The company made the decision in consultation with the FDA, which previously granted accelerated approval to atezolizumab for this indication.
The randomized phase 3 IMvigor trial — conducted as part of postmarketing requirements to convert the accelerated approval to regular approval — assessed the addition of atezolizumab to platinum-based chemotherapy as first-line therapy for treatment-naive advanced bladder cancer.
The trial failed to meet one of its co-primary endpoints of improved OS with atezolizumab-chemotherapy vs. chemotherapy alone.
Data from IMvigor130 will presented at a medical meeting.
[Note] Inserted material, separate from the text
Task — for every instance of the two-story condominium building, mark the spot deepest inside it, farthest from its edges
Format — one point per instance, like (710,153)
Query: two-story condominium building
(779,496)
“[Although] we are disappointed with this withdrawal, we understand the need to uphold the principles of the U.S. FDA’s accelerated approval program, which brings innovative medicines to patients sooner,” Levi Garraway, MD, PhD, Roche’s chief medical officer and head of global product development, said in a press release. “There is a considerable unmet need for effective and tolerable treatments for people living with advanced bladder cancer, and so we regret that the IMvigor130 trial did not cross the statistical threshold for overall survival.”
Roche’s decision does not affect other approved indications for atezolizumab in the United States. The agent is approved for certain patients with non-small cell lung cancer, liver cancer or melanoma.